L’abbandono da parte di Enrico, subito dopo la vittoria, costringe Lucilla a confrontarsi con una realtà spogliata delle illusioni romantiche: deve gestire da sola la locanda e, soprattutto, imparare a contare su se stessa.

La sua crescita è simboleggiata dalla massima: “Il lupo è la nostra paura più grande: la si supera solo guardandola in faccia”.

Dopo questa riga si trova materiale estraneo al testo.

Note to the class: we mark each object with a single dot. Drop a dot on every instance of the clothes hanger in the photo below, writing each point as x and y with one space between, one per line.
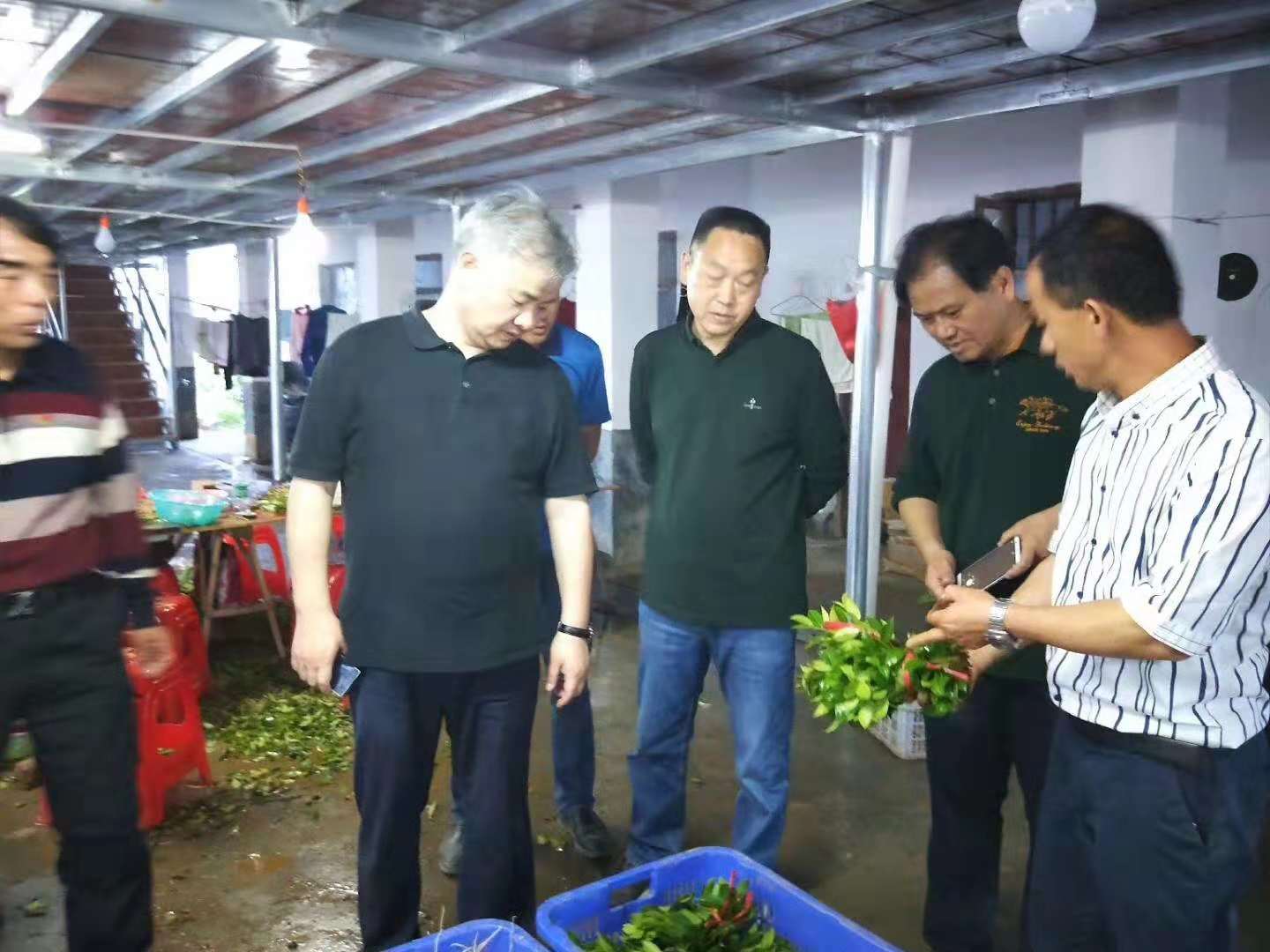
775 310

Lucilla è forzata a spogliarsi della sua vecchia identità basata sull’accondiscendenza e sulla ricerca dell’approvazione, per affrontare il lupo, ovvero il dramma di una vita vissuta inseguendo i sogni altrui.

Il percorso di rinascita la porta a una profonda riscoperta di sé, un momento in cui l’obiettivo non è più trovare l’uomo giusto, ma trovare la sua “volta giusta” per vivere davvero.

In questo viaggio, Lucilla non è completamente sola. L’ereditarietà del luogo, intesa come il patrimonio di tradizioni e il senso di comunità, si rivela fondamentale. Viene soccorsa dagli eccentrici abitanti del borgo, tra cui Nives, custode delle erbe locali, ed Eliseo, il saggio custode delle tradizioni.

Queste figure incarnano la resilienza della montagna e l’importanza di un retaggio culturale e umano non basato sul debito (come nel primo libro), ma sull’aiuto reciproco.

Giunta la primavera, Lucilla comprende che il proprio posto nel mondo non è definito da una condizione (città o montagna, sola o in coppia), ma è solo una “sintesi personale.” Il romanzo celebra il momento in cui si smette di adattarsi, inaugurando finalmente la vera vita.